99: ◆FlW2v5zETA[saga]
2016/07/20(水) 07:09:25.83 ID:MhS5mzTTO
「岩代……?」
忘れる筈もない名前を見付けたのは、その時の事だった。
おじさんとおばさんの名前は覚えていない。
だけどあの二人の名前だけは、忘れる筈も無い。
そこにあった表札は、二つ。
一つは、最初に見付けた塀に埋められた苗字だけのもの。
そしてもう一つは、違うスペースに貼られた家族全員の名が刻まれたもの。
気付けば俺の息は乱れ、目を逸らしたくなるのを必死で堪えながら、二つめの表札へ近付く。
『岩代トオル』…
『サヨコ』…
ああ、この並びは、夫妻の名前だ。
だけどその後も、まだ続いてる。

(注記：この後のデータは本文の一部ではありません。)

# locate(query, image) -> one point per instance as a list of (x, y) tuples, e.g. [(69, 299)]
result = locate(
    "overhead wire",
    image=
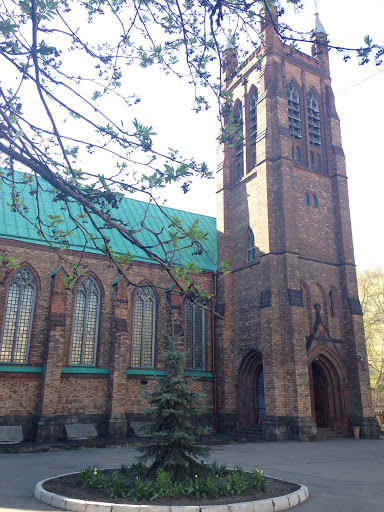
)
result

きっと子供がいたはず。
固まりたがる首を必死に回し、次の欄へと、ガタガタと震える指を這わせた。
子供は二人……そこにあったのは。
『ユウ』
『コウタ』
それを目にした瞬間、俺は膝から崩れ落ちた。
そしてふと顔を上げた時、俺の目は門から家全体を俯瞰して視界に収める。
ドアにも縁側にも大きな穴が開き、家の中は丸見え。
不意にリビングの壁が目に入り、それは最初、『純粋な赤い壁紙の様に』見えた。
違う…あれは……血の…いや、小さい…そうだ、例えるなら人間が飛び散った…。
1人なんてもんじゃねえ……あの壁は、もっと…!
「うああああああああああっ!!!」
「ケイ君!?どうした!」
その時、俺は我を忘れ、半狂乱で叫ぶのみだった。
今もその時の表情筋の感覚は、よく覚えている。
それまでの人生の中で、最も怒りと悲しみを顔に出していた、その時の感覚は。
俺がどんな形でもこの戦争に参加すると決めたのは、その日の事だった。